I work as an AI engineer and any company that's has a legal department that isn't braindead isn't stealing content. The vast majority of content posted online is done so under a creative commons licence, which allows other people to do basically whatever they want with that content, so it's in no way shape or form stealing.

[–] spacesweedkid27@lemmy.world 2 points 1 year ago* (last edited 1 year ago) (1 children)

Yeah I know, but the press picks some rare cases and says, that this goes for all.

You know how it is.

[–] Shazbot@lemmy.world 4 points 1 year ago

It really depends on what the site's terms of service/usage agreement says about the content posted on the site.

For example a site like Art Station has users agree to a usage license that lets them host and transmit the images in their portfolios. However there is no language saying the visitors are also granted these rights. So you may be able to collect the site text for fair use, but the art itself requires reaching out for anything other than personal/educational use.

[–] r1veRRR@feddit.de 8 points 1 year ago

I remember when copying data wasn't theft, and the entire internet gave the IP holders shit for the horrible copyright laws...

[–] Randomperson1234@lemmy.world 1 points 1 year ago (1 children)

If its published online its not theft Thats like saying that if i publish a book and someone uses it to learn a language then they are stealing my book

[–] spacesweedkid27@lemmy.world 9 points 1 year ago (1 children)

Ok then picture this: A webscrapper is copying code that has copyright that indicates, that it is forbidden to modify this code, to publish it under a different name or to sell this code (for example a method that calculates the inverse square root really fast).

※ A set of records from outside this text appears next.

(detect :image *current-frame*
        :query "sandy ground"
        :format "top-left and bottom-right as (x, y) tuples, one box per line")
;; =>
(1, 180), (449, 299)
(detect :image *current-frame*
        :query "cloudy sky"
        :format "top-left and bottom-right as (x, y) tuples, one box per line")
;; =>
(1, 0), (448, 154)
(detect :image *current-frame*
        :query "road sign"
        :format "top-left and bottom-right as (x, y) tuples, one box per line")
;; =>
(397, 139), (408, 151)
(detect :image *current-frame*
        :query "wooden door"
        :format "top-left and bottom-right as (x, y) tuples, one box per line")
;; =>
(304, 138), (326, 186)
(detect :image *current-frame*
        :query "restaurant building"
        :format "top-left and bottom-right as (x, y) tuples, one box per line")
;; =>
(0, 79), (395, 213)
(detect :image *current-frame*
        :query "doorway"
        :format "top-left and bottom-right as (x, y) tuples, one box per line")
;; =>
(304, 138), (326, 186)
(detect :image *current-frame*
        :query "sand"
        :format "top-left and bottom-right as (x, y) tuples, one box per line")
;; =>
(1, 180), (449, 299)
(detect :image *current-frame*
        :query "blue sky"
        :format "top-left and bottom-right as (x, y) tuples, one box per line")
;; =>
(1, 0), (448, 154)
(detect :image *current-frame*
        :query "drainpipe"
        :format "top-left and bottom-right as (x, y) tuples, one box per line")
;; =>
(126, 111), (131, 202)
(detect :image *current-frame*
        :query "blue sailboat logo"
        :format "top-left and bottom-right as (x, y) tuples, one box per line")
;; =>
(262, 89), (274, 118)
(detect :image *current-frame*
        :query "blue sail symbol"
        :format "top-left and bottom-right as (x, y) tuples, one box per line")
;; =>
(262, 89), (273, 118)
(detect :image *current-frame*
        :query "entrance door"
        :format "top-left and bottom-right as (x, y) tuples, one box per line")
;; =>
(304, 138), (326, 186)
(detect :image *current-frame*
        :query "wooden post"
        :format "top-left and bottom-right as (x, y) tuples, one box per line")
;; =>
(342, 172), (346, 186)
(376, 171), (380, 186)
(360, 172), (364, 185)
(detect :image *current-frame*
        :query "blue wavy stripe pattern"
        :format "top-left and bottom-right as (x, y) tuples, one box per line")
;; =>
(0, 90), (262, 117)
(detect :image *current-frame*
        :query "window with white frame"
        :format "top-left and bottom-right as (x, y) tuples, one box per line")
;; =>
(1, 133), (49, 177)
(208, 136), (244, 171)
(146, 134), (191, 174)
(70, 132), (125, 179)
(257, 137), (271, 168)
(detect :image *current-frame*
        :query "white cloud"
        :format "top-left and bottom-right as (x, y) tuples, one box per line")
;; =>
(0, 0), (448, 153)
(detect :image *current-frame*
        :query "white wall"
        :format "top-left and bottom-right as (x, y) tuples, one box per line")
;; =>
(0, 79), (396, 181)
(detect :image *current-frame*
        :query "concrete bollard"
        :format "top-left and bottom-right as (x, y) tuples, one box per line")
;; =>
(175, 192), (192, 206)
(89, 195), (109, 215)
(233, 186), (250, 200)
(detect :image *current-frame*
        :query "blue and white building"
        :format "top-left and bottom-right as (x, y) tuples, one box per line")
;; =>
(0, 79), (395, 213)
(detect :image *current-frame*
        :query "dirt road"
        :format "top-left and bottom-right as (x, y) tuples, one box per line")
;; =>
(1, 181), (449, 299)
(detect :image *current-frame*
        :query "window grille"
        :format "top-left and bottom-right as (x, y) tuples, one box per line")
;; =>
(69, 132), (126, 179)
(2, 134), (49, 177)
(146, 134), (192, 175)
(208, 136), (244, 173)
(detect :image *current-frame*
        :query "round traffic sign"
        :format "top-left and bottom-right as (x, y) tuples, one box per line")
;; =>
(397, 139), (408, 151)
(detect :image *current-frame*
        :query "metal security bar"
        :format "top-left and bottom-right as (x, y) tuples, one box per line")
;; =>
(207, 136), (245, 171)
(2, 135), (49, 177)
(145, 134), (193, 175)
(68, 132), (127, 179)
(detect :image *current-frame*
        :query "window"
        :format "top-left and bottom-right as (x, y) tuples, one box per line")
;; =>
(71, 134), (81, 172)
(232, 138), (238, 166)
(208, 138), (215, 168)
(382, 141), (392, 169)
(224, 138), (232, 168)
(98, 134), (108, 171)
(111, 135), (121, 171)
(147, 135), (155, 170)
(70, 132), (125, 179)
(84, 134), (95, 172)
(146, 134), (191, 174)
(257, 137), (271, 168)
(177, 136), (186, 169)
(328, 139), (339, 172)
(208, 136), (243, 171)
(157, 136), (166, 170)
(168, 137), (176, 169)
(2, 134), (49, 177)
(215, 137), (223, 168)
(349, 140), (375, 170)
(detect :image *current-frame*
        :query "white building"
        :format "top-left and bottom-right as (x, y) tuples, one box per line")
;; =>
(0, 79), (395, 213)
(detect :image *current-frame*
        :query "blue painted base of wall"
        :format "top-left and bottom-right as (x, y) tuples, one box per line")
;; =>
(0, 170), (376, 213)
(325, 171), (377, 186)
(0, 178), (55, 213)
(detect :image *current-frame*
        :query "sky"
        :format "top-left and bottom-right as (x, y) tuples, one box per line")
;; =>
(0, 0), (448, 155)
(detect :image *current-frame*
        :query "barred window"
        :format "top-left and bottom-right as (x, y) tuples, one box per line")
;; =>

By using the code as training data, most language models may actually paste this code or write it with little change, because most language models are based not on writing something that has a purpose that is given by the user, like for example AI's that are supposed to evaluate pictures of dogs and cats and is supposed to decide which is which, but they are based on the following schematic:

Read previous text
Predict, what letter will follow
Repeat until user interferes.

Because language models work this way, if I would for example only train it on the novsl "Alice in Wonderland", then there is a high possibly, that the model will reproduce parts of it.

But there is a way to fix this problem: If we broaden the training data very much, the chance the output would be considered plagiarism will narrow down.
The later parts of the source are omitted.